Would love to hear some opinions on my LaMancha doelings.. (Will be dry yearlings come spring)

I know these aren't the best pics... and they are fuzzy.. but that's all I have that is UTD right now 

So first is Hallie 









And then Promise 









I have a few more ok pics I will have to find..


----------



## NyGoatMom (Jan 26, 2013)

Sorry, I am no good with conformation, but I am an _expert_ on cute....and they rate adorable


----------



## J.O.Y. Farm (Jan 10, 2012)

hehe!! Thanks  I happen to think so too  LOL!
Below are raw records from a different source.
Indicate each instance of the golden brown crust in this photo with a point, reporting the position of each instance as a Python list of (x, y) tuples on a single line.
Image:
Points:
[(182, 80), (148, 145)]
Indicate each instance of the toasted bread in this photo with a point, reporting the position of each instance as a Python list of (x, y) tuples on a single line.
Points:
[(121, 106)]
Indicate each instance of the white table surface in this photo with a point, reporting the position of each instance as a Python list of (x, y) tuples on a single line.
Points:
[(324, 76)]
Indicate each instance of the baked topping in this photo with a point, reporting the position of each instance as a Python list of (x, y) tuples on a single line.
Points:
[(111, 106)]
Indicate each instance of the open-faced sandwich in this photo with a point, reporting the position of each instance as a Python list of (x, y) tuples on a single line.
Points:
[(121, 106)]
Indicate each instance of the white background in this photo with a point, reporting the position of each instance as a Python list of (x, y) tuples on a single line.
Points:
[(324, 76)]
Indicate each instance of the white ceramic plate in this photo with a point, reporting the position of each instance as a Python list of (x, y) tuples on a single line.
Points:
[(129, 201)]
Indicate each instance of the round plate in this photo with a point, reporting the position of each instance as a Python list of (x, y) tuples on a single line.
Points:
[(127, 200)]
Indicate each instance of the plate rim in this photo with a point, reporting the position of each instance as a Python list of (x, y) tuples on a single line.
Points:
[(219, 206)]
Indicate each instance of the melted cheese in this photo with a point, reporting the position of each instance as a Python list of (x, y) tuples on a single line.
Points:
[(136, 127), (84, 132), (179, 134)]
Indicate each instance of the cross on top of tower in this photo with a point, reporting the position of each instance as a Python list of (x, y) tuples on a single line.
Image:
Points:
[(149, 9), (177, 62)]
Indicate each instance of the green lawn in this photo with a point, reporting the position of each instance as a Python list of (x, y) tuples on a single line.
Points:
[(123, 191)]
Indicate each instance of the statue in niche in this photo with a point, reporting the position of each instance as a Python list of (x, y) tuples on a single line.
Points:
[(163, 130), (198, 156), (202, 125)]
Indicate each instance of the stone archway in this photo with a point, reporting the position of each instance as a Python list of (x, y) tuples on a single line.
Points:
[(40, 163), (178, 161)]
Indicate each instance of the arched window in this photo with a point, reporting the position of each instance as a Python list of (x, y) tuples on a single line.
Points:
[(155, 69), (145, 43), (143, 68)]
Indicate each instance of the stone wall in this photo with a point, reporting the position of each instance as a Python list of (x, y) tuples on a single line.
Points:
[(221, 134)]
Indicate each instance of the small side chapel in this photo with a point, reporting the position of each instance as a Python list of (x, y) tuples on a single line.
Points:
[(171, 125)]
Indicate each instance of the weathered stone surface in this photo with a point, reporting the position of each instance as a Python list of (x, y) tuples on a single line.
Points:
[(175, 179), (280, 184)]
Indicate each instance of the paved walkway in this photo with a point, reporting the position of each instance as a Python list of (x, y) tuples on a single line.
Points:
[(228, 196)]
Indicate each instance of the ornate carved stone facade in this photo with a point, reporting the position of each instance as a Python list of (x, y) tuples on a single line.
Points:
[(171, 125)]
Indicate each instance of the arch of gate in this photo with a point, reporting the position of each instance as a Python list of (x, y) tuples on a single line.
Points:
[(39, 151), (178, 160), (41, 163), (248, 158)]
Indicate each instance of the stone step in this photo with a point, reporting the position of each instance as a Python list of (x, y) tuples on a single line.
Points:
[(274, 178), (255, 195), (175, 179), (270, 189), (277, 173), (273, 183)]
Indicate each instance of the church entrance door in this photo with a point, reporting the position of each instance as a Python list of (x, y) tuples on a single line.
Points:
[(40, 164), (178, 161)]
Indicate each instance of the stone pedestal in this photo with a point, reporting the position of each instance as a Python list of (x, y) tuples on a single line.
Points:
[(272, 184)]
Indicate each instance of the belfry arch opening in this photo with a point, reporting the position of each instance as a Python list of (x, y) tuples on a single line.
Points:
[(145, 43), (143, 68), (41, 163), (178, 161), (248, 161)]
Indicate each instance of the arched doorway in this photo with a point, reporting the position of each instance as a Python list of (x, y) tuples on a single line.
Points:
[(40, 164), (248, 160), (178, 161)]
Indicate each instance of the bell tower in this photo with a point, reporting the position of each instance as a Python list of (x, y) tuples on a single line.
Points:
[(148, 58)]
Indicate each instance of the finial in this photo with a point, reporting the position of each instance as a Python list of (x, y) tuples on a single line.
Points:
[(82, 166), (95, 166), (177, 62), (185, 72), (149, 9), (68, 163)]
oh BTW it looks like Hallie toes out in the rear, but she doesn't.. she was just standing weird cause she was mad at me :lol:


----------



## ksalvagno (Oct 6, 2009)

They are cute! I'm not good with conformation either.


----------



## Scottyhorse (Feb 11, 2013)

I don't want to do an in depth conformation but the main faults I see on Hallie are a short rump and dip in topline. Main faults in Promise would be a tad short bodied?


----------



## thegoatgirl (Nov 27, 2011)

They both look really nice, but it's hard for me to tell under the fuzz


----------



## J.O.Y. Farm (Jan 10, 2012)

Thanks guys 

I know it's hard with all the fuzz :laugh:


----------



## Emzi00 (May 3, 2013)

Nah, I don't think there is a dip in Hallie's topline, she's just uphill and the pic was taken at a strange angle.
Do you want an in depth critique, Skyla?


----------



## J.O.Y. Farm (Jan 10, 2012)

These picture do NOT help these girls any.. my sister doesn't like helping me with pictures so it's hard to get a good picture to judge... Hallie doesn't really dip unless I set her up and she acts like a nut :roll:

Sure Emma  What you can tell 
here are the links to their pages on my site.. (Again.. my sister took these pics :roll: )
http://jfdairygoats.weebly.com/jr-does.html


----------



## Emzi00 (May 3, 2013)

For Hallie....
Pros:
Looooooooong...
Nice blending throughout
Very Dairy and feminine
Nice angulation in the rear 
Straight front legs
Long, level rump
Strong pasterns
Good extension of brisket

Cons:
Could use more depth
Neck could be longer

Nice girl :thumbup: Okay, give me a bit to do Promise


----------



## J.O.Y. Farm (Jan 10, 2012)

Thanks Emma  :hug:


----------



## Emzi00 (May 3, 2013)

:laugh: Okay, I don't feel like typing everything, but she's almost exactly like Hallie, just has more depth, a longer neck, and doesn't have as much length.


----------



## Emzi00 (May 3, 2013)

:hug: Welcome.


----------



## J.O.Y. Farm (Jan 10, 2012)

LOL!! :laugh: Thanks Emma


----------